# Swap huge prewar Raleigh roadster



## chris667 (15 Jan 2009)

This one, which I bought last week.
It was gorgeous, and a bargain, but it's enormous. 26", with 28" wheels, but at 5'10" with a 29"inside leg I can't even get on it. Reminds me of riding my dad's racer as a kid.
All in good order with original parts that work fine. It'd be fine to commute on, nothing's siezed and it's stucturally perfect.
According to its frame number, it was built sometime between 1930-33.
I will sell it (make an offer, you never know  ), but I really want a project bike with a 18"-21" frame. Doesn't necessarily have to be old, but it has to be interesting.

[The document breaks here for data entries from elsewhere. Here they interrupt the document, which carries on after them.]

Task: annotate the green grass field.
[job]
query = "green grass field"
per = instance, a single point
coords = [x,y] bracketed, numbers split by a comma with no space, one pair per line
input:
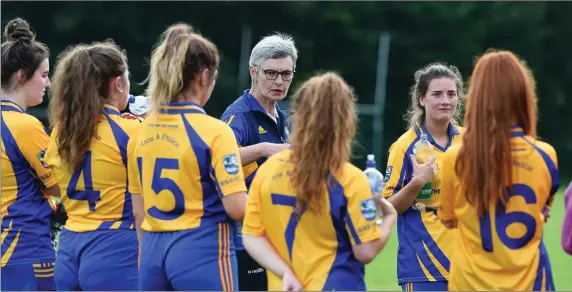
[381,274]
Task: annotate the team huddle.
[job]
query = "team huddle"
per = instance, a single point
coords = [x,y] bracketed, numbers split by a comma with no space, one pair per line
[263,199]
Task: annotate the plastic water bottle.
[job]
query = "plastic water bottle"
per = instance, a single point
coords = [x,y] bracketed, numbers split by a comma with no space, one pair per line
[423,152]
[138,105]
[376,182]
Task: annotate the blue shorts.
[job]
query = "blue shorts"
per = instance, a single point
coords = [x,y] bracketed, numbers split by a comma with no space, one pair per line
[28,277]
[97,260]
[425,286]
[197,259]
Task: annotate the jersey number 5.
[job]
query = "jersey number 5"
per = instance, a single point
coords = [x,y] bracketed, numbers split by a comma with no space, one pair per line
[504,219]
[159,184]
[88,194]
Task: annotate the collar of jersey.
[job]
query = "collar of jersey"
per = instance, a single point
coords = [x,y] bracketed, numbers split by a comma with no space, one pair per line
[420,128]
[255,106]
[111,110]
[8,105]
[182,108]
[517,131]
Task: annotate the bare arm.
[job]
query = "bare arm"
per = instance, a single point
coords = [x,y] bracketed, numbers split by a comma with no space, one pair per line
[405,197]
[422,174]
[250,153]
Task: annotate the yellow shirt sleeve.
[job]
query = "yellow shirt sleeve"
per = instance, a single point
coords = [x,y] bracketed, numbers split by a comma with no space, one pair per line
[34,149]
[393,174]
[253,224]
[361,211]
[226,164]
[448,191]
[133,173]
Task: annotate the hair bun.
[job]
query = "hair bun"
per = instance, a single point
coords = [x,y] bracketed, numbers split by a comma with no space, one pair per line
[18,29]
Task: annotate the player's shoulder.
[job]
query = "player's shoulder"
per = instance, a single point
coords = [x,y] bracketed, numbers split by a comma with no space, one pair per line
[350,175]
[404,141]
[128,125]
[544,147]
[22,123]
[279,162]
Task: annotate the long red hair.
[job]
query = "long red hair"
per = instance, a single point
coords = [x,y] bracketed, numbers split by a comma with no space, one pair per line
[501,95]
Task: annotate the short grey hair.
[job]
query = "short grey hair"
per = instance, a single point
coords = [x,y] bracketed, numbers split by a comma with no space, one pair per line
[278,45]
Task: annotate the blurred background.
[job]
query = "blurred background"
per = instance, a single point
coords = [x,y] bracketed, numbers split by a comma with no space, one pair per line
[375,46]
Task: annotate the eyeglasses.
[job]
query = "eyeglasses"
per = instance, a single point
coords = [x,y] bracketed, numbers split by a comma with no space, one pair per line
[273,74]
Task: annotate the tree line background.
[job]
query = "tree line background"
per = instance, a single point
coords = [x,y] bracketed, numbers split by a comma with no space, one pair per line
[339,36]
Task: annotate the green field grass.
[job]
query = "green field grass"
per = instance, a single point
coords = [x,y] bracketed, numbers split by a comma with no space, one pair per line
[381,274]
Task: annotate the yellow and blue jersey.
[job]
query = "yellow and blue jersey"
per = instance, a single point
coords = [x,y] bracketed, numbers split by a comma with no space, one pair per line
[503,250]
[425,246]
[184,162]
[26,229]
[95,195]
[318,247]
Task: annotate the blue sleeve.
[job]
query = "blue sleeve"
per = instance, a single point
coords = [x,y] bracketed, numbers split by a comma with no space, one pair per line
[239,127]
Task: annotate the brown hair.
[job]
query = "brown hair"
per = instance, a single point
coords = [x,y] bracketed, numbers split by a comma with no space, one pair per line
[501,93]
[20,51]
[80,89]
[324,125]
[180,55]
[423,77]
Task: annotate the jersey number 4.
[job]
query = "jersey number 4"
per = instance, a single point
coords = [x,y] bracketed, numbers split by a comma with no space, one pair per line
[504,220]
[88,194]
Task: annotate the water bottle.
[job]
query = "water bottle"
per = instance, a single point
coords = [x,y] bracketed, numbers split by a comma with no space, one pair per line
[376,181]
[423,152]
[138,105]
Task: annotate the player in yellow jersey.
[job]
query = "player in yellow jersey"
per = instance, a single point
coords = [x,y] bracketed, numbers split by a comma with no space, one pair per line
[310,218]
[425,246]
[28,252]
[88,155]
[185,173]
[497,183]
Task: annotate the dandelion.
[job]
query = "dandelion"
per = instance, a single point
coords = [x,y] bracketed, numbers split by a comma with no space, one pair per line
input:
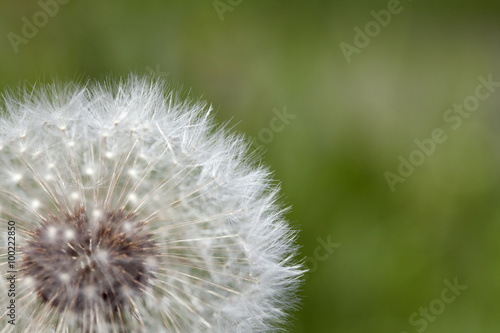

I like fixing old bikes up, what can I say? 
Here's a photo:


----------



## Dave5N (17 Jan 2009)

Your dad used to race one of them?


----------



## chris667 (17 Jan 2009)

Alas, no. I'm the first in my family who appreciated cycling.
He had an old 10 speed racer, made up from an old frame he found dumped in a garden, but he didn't really use it.
Sitting on it reminds me of trying to ride a bike that's much too big for me.


----------



## Hilldodger (17 Jan 2009)

Chris, you have pm


----------



## chris667 (17 Jan 2009)

I'm near Reading, if anyone wants to come and have a look...


----------



## George W B (13 Feb 2009)

Do you still have the bike ?


----------



## chris667 (13 Feb 2009)

Afraid not. Hilldodger's friend has it now, and I have a Raleigh Clubman!


----------